Mendondez announced his resignation in an email sent to township clerk Sharon Young, deputy clerk Gay Huber and then-council vice president Alison Miller, who has now taken over as president. The email was sent at 6:51 p.m., and the council meeting started at 7 p.m.

“It is with a heavy heart that I relinquish my position as council president and as a member of council,” Mendonez said in the email. “I will work with the clerk department and Ms. Miller to ensure an effective transition within the next few days.”

But Mendonez never followed through with his stated intentions, Miller said.

“I haven’t heard from him and neither has the clerk,” Miller said. “[The resignation] came as a complete surprise to everybody I’ve spoken to and a complete surprise to me,” Miller said.

Mayor Shing-Fu Hsueh and members of council told the News that they were unaware Mendonez intended to resign, and they have been unable to contact him despite repeated attempts.

In fact, councilwoman Linda Geevers said that if Huber hadn’t checked her email shortly before the meeting started, the other four council members would have sat there waiting for Mendonez to arrive.

Mendonez also agreed to answer a number of questions posed by The News regarding his resignation, but failed to answer before The News’ deadline.

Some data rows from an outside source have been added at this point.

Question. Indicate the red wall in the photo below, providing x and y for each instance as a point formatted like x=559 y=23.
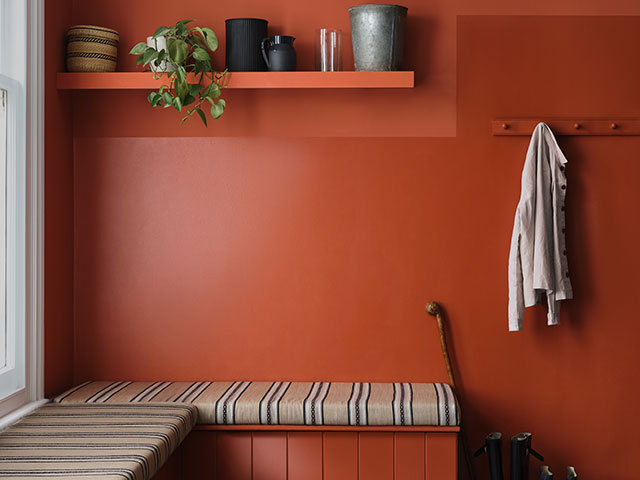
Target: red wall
x=255 y=252
x=58 y=269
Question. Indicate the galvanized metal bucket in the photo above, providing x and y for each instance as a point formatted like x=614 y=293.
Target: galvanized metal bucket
x=377 y=34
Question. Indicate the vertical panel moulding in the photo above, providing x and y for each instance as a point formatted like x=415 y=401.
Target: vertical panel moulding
x=409 y=460
x=340 y=456
x=375 y=456
x=199 y=452
x=441 y=456
x=304 y=455
x=234 y=457
x=269 y=456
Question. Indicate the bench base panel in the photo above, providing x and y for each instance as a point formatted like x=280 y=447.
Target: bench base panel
x=315 y=455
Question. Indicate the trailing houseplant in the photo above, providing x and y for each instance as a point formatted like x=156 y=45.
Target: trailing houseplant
x=188 y=51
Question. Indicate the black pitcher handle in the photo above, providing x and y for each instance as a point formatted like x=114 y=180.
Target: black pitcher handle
x=264 y=52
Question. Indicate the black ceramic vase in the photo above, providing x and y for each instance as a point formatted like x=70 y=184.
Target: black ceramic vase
x=281 y=56
x=243 y=51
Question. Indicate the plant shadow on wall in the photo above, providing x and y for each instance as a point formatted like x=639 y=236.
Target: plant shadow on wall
x=183 y=54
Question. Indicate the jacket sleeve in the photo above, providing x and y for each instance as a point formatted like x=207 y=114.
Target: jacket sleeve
x=516 y=298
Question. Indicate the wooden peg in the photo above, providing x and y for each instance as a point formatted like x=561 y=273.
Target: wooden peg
x=433 y=309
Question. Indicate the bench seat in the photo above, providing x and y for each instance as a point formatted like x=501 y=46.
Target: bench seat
x=89 y=441
x=286 y=403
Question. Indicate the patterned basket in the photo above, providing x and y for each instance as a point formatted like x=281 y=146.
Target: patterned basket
x=92 y=49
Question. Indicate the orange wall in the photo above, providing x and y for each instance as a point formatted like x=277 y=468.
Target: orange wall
x=250 y=251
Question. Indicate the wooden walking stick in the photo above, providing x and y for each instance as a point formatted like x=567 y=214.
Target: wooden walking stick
x=434 y=310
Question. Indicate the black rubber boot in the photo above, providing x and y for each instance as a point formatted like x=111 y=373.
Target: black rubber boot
x=493 y=448
x=545 y=473
x=520 y=450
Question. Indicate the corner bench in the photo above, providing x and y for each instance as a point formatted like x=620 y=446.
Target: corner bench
x=295 y=430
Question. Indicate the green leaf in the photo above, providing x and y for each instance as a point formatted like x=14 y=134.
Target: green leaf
x=201 y=54
x=181 y=73
x=202 y=116
x=138 y=48
x=196 y=40
x=178 y=50
x=210 y=38
x=217 y=109
x=212 y=90
x=167 y=98
x=194 y=89
x=149 y=55
x=161 y=31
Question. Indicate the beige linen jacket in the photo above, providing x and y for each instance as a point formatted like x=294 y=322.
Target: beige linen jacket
x=538 y=257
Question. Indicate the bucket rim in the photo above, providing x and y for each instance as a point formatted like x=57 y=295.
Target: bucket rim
x=402 y=7
x=246 y=18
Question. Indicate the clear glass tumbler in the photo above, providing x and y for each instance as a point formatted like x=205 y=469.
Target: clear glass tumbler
x=328 y=50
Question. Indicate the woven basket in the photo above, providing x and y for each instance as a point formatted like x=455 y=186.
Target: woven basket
x=92 y=49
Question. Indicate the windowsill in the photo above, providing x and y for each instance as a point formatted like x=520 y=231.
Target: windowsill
x=12 y=417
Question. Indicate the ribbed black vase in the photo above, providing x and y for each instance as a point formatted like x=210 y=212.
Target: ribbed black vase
x=244 y=38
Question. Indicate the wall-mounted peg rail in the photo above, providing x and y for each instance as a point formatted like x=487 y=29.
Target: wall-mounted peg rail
x=525 y=126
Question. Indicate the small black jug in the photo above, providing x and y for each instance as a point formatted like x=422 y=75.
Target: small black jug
x=243 y=44
x=281 y=56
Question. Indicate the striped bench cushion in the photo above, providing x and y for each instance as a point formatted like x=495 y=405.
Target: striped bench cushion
x=94 y=441
x=287 y=403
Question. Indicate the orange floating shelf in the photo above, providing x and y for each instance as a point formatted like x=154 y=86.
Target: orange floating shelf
x=254 y=80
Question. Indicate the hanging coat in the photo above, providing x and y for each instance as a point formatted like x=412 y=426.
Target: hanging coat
x=538 y=256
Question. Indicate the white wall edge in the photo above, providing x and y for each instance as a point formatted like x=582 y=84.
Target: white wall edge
x=21 y=412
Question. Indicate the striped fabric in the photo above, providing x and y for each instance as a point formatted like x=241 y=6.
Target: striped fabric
x=94 y=440
x=287 y=403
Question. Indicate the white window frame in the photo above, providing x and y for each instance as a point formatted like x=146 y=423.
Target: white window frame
x=30 y=117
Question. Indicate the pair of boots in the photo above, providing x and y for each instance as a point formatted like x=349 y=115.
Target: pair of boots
x=520 y=450
x=545 y=473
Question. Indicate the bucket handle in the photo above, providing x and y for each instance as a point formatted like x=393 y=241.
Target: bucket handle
x=264 y=52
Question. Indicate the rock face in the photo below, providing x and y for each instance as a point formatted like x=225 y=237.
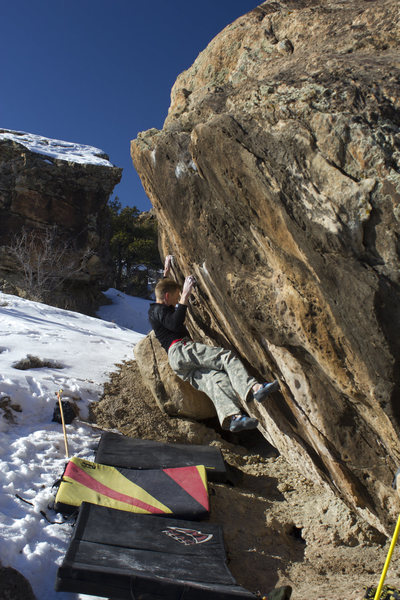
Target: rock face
x=52 y=184
x=172 y=395
x=276 y=181
x=14 y=586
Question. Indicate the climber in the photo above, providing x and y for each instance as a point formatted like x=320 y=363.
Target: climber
x=213 y=370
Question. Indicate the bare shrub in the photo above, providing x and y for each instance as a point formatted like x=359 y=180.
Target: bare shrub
x=34 y=362
x=45 y=260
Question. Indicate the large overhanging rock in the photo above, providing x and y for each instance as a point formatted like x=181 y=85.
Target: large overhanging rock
x=276 y=181
x=56 y=188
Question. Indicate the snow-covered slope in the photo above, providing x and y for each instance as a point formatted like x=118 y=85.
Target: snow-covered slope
x=82 y=352
x=59 y=149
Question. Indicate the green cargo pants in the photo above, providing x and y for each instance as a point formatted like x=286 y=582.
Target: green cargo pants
x=215 y=371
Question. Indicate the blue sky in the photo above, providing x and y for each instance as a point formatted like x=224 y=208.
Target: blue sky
x=99 y=71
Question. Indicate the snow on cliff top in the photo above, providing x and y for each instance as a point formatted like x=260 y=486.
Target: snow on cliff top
x=59 y=149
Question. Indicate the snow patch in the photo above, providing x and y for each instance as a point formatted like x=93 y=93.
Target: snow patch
x=68 y=151
x=32 y=452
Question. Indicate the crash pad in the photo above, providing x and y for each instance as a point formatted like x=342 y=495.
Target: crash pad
x=122 y=555
x=181 y=492
x=122 y=451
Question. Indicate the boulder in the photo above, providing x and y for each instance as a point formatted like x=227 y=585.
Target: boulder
x=54 y=186
x=173 y=395
x=276 y=181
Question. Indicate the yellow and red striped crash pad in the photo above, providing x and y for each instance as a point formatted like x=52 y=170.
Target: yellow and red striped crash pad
x=179 y=492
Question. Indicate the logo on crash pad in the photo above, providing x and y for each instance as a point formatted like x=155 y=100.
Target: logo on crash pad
x=188 y=537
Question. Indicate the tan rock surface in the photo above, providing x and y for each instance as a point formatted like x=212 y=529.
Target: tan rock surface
x=173 y=395
x=279 y=528
x=38 y=193
x=276 y=181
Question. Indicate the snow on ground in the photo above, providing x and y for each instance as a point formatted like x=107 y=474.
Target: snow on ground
x=69 y=151
x=126 y=310
x=82 y=352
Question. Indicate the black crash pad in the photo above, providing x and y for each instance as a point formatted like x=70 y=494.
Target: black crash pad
x=121 y=451
x=123 y=555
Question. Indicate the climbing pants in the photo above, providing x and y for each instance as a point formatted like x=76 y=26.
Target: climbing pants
x=215 y=371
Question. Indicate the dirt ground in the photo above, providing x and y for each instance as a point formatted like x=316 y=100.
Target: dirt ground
x=279 y=528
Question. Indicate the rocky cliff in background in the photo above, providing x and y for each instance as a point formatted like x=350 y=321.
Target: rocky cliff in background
x=276 y=181
x=64 y=187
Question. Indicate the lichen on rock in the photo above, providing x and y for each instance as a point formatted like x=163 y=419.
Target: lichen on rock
x=290 y=222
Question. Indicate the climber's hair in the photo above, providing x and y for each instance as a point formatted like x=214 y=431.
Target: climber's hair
x=165 y=285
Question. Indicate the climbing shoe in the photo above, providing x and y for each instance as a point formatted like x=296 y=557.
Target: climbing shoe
x=242 y=422
x=265 y=390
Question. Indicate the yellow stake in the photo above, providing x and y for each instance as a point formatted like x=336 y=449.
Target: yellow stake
x=63 y=423
x=388 y=559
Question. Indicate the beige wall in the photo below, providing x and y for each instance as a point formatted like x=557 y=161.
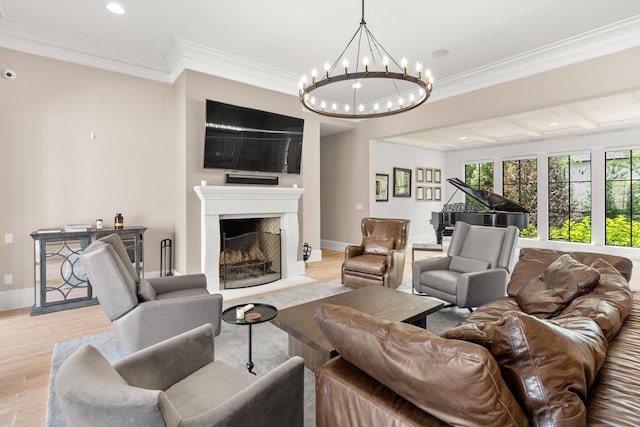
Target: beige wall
x=346 y=155
x=144 y=162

The erstwhile council president’s resignation came only a few months after he changed the political power structure on council by switching sides during the township’s annual reorganization meeting in January.

Mendonez broke with former council allies Geevers and Hemant Marathe to join with Miller and Ayesha Hamilton in exchange for getting the council presidency.

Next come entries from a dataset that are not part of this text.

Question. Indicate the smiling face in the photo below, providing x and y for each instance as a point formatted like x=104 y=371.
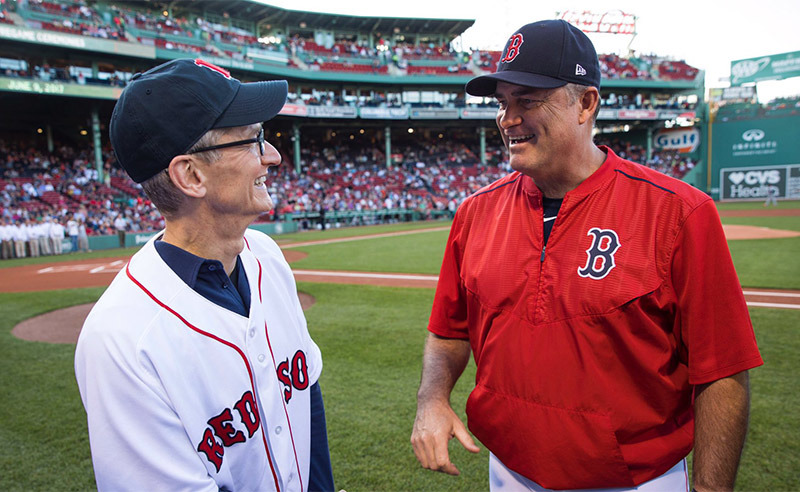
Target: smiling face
x=540 y=127
x=236 y=184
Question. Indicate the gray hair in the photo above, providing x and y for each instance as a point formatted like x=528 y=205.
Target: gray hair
x=162 y=191
x=575 y=92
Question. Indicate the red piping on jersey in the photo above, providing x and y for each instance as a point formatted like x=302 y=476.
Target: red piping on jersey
x=272 y=356
x=224 y=342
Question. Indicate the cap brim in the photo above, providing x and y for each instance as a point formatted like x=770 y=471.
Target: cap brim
x=254 y=102
x=486 y=85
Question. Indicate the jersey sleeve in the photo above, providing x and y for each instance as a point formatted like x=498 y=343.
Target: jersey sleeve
x=137 y=439
x=449 y=313
x=714 y=324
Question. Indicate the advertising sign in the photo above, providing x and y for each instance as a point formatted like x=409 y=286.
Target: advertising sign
x=757 y=183
x=684 y=140
x=772 y=67
x=383 y=113
x=290 y=109
x=478 y=113
x=434 y=114
x=332 y=111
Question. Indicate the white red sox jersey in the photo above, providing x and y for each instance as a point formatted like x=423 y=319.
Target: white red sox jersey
x=182 y=394
x=587 y=349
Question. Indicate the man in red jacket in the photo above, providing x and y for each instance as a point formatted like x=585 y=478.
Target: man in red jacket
x=597 y=296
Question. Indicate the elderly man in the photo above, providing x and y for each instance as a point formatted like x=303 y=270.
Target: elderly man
x=597 y=296
x=195 y=367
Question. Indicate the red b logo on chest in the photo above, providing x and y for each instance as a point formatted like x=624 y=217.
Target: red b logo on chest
x=605 y=243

During his first three years in office, Mendonez had frequently sided with Geevers and Marathe, often in opposition to initiatives supported by Hsueh. Mendonez’s defection created a three-member voting bloc supporting the mayor.

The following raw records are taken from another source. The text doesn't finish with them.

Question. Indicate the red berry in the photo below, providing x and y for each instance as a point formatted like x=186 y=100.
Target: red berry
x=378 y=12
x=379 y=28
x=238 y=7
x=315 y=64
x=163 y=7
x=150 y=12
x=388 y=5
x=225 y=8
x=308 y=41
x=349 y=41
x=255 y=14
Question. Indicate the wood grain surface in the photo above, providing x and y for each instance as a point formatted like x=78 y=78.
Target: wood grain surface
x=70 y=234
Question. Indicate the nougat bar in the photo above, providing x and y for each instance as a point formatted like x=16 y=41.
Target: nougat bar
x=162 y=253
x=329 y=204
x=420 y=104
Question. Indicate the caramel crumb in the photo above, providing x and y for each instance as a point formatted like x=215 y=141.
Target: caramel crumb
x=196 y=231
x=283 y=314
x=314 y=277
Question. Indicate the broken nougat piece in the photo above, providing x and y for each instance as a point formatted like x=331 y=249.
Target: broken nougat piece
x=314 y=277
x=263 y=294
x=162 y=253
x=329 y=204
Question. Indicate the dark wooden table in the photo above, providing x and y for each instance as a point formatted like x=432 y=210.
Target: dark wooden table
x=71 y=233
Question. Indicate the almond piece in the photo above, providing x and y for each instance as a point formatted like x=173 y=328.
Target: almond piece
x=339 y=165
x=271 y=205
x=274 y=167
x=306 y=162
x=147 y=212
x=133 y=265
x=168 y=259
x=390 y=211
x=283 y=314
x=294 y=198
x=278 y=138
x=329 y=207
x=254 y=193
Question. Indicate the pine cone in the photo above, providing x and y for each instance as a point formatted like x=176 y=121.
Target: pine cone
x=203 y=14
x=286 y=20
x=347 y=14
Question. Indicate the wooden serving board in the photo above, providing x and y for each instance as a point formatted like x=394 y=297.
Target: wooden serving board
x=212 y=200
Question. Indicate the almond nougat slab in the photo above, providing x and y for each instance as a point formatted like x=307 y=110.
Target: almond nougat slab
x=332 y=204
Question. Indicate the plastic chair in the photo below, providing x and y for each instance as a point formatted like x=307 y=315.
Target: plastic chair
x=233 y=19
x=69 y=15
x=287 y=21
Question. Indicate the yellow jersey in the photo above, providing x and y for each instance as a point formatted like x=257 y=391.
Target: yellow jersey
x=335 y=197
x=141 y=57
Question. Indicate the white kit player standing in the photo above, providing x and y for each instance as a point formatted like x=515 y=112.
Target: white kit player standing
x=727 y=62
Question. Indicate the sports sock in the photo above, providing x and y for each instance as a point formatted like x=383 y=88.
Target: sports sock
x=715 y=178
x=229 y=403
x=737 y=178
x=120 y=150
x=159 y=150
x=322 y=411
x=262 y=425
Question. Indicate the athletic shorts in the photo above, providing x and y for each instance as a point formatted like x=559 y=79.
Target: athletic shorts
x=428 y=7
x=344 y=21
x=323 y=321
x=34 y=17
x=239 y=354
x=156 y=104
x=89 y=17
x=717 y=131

Council was expected to vote on a replacement for the seat at its meeting on June 26. The meeting took place after the News’ deadline.

Six candidates submitted their names for consideration for the seat by the filing deadline on June 22. They were Jyotika Bahree, Anthony DeCarlo, Marshall Lerner, Patricia Ward Prutzman, Susan Roy and Corinna Smithson Bisgaier.

Bahree is a member of the township’s zoning board of adjustment and has been involved with the Maurice Hawk PTA.

DeCarlo is a resident of the township for more than 20 years. Now retired, he worked as a supply chain manager for FMC. He has also been active in the Princeton Junction Volunteer Fire Company.

Lerner is a long-time township resident and a frequent attendee and speaker at township council meetings.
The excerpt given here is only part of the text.